19 - Evaluating Causal Models

In the vast majority of material about causality, researchers use synthetic data to check if their methods are any good. Much like we did in the When Prediction Fails chapter, they generate data on both $Y_{0i}$ and $Y_{1i}$ so that they can check if their model is correctly capturing the treatment effect $Y_{1i} - Y_{0i}$. That's fine for academic purposes, but in the real world, we don't have that luxury. When applying these techniques in the industry, we'll be asked time and again to prove why our model is better, why should it replace the current one in production or why it won't fail miserably. This is so crucial that it's beyond my comprehension why we don't see any material whatsoever explaining how we should evaluate causal inference models with real data.

As a consequence, data scientists that want to apply causal inference models have a really hard time convincing management to trust them. The approach they take is one of showing how sound the theory is and how careful they've been while training the model. Unfortunately, in a world where train-test split paradigm is the norm, that just won't cut it. The quality of your model will have to be grounded on something more concrete than a beautiful theory. Think about it. Machine learning has only achieved its huge success because predictive model validation is very straightforward. There is something reassuring about seeing that the predictions match what really happened.

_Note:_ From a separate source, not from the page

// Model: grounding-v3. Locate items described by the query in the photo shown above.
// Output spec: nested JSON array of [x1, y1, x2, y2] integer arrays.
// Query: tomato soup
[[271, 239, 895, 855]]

Unfortunately, it isn't obvious at all how we achieve anything like a train-test paradigm in the case of causal inference. That's because causal inference is interested in estimating an unobservable quantity, $\frac{\delta y}{ \delta t}$. Well, if we can't see it, how the hell are we supposed to know if our models are any good at estimating it? Remember, it is as if every entity had an underlying responsiveness, denoted by the slope of the line from treatment to outcome, but we can't measure it.

img

This is a very very very hard thing to wrap our heads around and it took me years to find something close to an answer. Is not a definitive one, but it works in practice and it has that concreteness, which I hope will approach causal inference from a train-test paradigm similar to the one we have with machine learning. The trick is to use aggregate measurements of elasticity. Even if you can't estimate elasticity individually, you can do it for a group and that is what we will leverage here.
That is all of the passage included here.